Well, we got an enthusiastic young man in to start knocking into said surmised fireplace, and were very surprised when all he found was adobe bricks that had obviously been in place since before the ark. So, we decided that we wanted a fireplace anyway, so he and a couple of young helpers went to work with a will a few days later. This time he cut the plaster from the allotted area, and found a little hole some two feet off the ground. This turned out to open into a smallish niche with a chimney entrance, which of course invited more exploration. Unfortunately, he chose to prod at the stuff in the chimney while he had his face under it. First I knew was there was lots of shouting and yelling and coughing and choking, and he and his two young helpers staggered out of the black cloud that totally filled the living room and was following them out, like something out of an Edgar Allen Poe story.
Well, order was eventually restored but the clean up job took most of the rest of the day.

Lonnie sculpted a reasonable shape to the niche, added a little plasterboard and a lot of plaster. In fact the next visit got the whole wall replastered. We added some conduit beforehand so we can have outlets in that wall.
We then shoved the new stove into the vacant space and cobbled it into the chimney, where suffice it to say that it worked quite well
under the circumstances - i.e. very poor draw into a dirt tube full of highly flammable creosote and soot. Dangerous, but no way we could live without it as it was (and still is) the only source of heat in the whole house.
The kitchen stove was feeding into the same flue, not a good thing, so we disconnected it and plugged the hole with an aluminum pie plate.
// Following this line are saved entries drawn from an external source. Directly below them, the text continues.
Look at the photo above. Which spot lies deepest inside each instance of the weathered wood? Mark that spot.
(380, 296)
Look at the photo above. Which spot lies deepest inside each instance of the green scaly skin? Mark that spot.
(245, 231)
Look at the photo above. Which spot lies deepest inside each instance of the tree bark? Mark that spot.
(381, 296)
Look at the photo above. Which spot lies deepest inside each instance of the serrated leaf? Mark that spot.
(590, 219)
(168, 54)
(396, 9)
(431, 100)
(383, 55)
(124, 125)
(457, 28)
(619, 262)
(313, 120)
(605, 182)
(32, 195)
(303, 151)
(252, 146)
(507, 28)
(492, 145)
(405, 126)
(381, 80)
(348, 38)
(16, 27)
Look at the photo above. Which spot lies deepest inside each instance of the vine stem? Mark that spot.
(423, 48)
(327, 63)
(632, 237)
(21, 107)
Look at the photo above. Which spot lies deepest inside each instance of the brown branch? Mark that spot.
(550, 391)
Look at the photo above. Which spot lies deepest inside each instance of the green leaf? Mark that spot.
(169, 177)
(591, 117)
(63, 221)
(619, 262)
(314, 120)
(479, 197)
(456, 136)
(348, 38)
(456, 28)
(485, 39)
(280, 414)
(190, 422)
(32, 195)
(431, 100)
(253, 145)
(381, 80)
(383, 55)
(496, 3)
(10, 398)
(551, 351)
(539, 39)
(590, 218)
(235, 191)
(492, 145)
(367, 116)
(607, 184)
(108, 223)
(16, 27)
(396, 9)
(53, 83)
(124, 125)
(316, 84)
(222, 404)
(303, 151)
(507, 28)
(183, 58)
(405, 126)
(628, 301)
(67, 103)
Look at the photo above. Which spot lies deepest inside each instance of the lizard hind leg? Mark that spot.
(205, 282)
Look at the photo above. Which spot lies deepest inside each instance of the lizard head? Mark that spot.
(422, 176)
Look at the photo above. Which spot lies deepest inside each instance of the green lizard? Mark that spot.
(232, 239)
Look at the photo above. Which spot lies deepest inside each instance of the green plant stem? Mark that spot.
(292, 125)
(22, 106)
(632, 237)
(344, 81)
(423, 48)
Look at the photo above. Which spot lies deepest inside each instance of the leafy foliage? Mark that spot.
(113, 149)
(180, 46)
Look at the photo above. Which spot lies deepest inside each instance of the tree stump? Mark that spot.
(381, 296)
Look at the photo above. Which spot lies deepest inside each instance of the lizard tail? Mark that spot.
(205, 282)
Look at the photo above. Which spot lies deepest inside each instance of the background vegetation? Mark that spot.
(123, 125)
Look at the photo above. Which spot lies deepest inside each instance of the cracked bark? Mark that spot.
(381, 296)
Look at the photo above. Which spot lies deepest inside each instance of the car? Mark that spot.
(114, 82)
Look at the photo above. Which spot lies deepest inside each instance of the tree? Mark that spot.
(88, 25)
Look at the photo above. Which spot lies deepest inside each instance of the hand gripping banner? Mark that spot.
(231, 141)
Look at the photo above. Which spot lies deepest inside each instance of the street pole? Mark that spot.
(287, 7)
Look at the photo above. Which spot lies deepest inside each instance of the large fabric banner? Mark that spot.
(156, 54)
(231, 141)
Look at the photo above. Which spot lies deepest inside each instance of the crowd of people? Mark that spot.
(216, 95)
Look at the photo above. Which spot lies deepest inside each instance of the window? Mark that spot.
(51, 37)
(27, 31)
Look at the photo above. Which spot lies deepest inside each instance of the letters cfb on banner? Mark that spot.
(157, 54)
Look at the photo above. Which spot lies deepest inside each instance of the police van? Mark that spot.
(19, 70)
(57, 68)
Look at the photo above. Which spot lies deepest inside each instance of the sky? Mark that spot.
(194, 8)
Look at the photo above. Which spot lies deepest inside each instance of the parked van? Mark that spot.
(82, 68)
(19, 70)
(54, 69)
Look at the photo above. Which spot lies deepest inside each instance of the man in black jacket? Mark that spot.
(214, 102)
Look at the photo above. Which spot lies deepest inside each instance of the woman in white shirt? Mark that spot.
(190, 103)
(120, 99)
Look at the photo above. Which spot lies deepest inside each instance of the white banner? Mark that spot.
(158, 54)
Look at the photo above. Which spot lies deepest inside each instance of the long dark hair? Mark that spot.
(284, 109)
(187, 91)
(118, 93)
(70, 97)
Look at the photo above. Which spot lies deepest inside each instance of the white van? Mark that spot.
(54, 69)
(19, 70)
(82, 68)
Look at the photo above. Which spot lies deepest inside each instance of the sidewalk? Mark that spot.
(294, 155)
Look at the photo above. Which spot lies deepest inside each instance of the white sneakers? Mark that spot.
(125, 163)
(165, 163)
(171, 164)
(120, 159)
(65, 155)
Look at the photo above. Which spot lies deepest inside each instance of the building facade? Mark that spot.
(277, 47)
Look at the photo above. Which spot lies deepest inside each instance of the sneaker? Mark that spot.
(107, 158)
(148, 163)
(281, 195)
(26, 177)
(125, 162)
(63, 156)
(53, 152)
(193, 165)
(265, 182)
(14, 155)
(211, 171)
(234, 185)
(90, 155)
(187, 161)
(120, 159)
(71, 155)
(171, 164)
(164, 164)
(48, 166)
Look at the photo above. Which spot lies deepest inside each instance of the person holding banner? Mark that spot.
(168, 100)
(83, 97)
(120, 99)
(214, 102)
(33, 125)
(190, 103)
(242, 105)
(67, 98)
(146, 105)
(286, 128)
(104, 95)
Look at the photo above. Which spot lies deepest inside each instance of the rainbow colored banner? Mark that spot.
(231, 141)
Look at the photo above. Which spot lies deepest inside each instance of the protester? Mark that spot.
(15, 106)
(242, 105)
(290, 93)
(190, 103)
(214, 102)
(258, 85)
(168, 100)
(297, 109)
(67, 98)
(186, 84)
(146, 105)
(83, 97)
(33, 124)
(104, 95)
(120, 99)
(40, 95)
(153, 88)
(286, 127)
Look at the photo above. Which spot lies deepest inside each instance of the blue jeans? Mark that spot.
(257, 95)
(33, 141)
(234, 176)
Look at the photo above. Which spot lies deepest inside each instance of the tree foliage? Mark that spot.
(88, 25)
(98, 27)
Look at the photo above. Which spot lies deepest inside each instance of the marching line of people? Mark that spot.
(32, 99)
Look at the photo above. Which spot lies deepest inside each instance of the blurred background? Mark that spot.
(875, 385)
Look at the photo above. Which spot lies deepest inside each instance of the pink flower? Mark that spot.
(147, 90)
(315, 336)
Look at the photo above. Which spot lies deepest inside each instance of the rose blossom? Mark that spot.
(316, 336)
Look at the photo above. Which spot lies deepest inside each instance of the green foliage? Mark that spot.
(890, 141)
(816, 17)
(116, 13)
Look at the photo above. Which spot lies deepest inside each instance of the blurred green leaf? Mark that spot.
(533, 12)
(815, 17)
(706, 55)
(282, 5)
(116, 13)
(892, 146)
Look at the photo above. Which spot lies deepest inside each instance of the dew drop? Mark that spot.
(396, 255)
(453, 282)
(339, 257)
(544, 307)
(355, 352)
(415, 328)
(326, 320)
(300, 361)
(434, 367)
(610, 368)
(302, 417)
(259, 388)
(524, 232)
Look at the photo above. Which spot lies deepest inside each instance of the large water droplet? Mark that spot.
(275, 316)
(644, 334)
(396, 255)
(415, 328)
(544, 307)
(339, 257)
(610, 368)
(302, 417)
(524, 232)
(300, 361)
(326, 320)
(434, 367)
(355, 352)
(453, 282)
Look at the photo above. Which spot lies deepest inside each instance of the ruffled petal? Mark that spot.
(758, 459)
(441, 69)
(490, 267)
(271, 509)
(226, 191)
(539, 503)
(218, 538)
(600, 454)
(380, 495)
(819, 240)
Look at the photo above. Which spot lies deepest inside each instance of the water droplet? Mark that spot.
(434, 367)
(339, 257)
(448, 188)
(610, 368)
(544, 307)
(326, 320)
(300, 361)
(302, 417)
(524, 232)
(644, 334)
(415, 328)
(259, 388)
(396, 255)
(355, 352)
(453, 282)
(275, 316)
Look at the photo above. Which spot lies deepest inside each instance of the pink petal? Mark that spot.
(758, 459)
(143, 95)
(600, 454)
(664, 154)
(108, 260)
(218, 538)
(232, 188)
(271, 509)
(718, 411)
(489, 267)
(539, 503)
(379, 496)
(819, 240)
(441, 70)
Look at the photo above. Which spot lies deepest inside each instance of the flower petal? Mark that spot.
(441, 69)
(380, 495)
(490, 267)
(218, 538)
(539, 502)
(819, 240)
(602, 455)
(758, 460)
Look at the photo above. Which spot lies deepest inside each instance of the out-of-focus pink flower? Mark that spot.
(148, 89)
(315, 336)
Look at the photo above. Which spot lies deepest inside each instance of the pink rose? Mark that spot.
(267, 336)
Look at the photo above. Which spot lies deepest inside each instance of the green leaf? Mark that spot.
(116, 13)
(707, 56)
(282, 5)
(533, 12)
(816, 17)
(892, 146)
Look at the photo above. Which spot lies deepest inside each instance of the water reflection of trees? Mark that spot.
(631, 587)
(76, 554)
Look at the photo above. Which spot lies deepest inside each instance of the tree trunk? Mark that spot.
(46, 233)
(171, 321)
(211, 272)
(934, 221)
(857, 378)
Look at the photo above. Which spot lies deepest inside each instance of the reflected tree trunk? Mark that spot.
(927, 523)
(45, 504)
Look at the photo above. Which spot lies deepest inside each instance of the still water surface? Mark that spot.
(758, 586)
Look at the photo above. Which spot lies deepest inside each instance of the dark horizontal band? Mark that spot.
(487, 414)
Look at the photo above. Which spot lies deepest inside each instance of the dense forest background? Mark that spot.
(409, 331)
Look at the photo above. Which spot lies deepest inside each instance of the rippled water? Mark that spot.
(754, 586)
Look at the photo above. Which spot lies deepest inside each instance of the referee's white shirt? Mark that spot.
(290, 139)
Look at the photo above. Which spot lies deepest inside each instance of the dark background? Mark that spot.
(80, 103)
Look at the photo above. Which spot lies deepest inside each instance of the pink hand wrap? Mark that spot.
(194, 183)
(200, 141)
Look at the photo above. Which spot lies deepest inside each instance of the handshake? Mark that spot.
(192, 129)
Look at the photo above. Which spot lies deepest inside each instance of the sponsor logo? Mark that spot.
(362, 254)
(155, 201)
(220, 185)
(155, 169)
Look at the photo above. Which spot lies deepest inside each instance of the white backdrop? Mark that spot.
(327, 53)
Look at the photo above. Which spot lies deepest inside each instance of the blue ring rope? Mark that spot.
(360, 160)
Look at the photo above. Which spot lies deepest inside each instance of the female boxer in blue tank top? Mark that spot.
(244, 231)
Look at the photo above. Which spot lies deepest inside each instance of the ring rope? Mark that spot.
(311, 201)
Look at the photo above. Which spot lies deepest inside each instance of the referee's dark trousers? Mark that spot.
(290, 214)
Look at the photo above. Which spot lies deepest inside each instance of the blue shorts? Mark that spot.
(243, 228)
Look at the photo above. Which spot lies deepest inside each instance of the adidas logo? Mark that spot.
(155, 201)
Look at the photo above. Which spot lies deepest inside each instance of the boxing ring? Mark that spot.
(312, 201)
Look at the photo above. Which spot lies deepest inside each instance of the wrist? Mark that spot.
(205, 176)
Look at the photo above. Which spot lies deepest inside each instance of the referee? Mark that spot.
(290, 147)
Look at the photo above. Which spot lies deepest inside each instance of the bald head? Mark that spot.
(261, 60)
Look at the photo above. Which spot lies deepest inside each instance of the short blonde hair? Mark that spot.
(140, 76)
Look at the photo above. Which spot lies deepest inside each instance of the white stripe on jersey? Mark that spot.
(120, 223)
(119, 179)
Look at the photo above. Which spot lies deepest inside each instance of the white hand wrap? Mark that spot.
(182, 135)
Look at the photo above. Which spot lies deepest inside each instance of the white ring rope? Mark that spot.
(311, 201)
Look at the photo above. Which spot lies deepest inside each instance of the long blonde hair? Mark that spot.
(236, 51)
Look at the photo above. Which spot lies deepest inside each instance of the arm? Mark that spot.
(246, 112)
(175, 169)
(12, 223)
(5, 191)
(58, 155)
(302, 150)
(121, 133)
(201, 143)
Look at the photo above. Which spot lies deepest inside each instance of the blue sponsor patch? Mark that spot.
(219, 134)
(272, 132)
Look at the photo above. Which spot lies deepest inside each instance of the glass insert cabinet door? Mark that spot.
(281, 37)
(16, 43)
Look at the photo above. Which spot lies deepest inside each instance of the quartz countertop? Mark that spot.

More research and then stainless steel tubing was ordered, but bad weather, snow and gale force winds, kept the installers off the roof. So we bought rods and brushes, read the instructions, and swept the chimney from the bottom. More dirt and bad language! Meanwhile the expensive new top-of-the-line stove was perched on a makeshift support of bricks and 2x8s.
Back to Santa Fe and Albuquerque again to search for tile to line the niche and make a pad under the stove. We were doing alright until Shelley discovered the granite wasn't all that much more, and we ordered up a piece. Now we had to decide what we wanted and to detail the cutting instructions. With luck it would be ready for Christmas (we thought). Fat chance! We got delivery in March.
Lonnie cleaned the edges of the old hole and poured a concrete pad on top of the adobe support in the basement and built a wooden support on top of that. Then the large marble slab, the vertical slab and finally the small piece inside the niche was cut to fit and then the final plaster work to trim the whole thing.

Cheop's law states that all construction projects come in over due and over budget. It is unknown if he originated this or was quoting an earlier source. Whichever it still holds true, but the results were worth it in this case.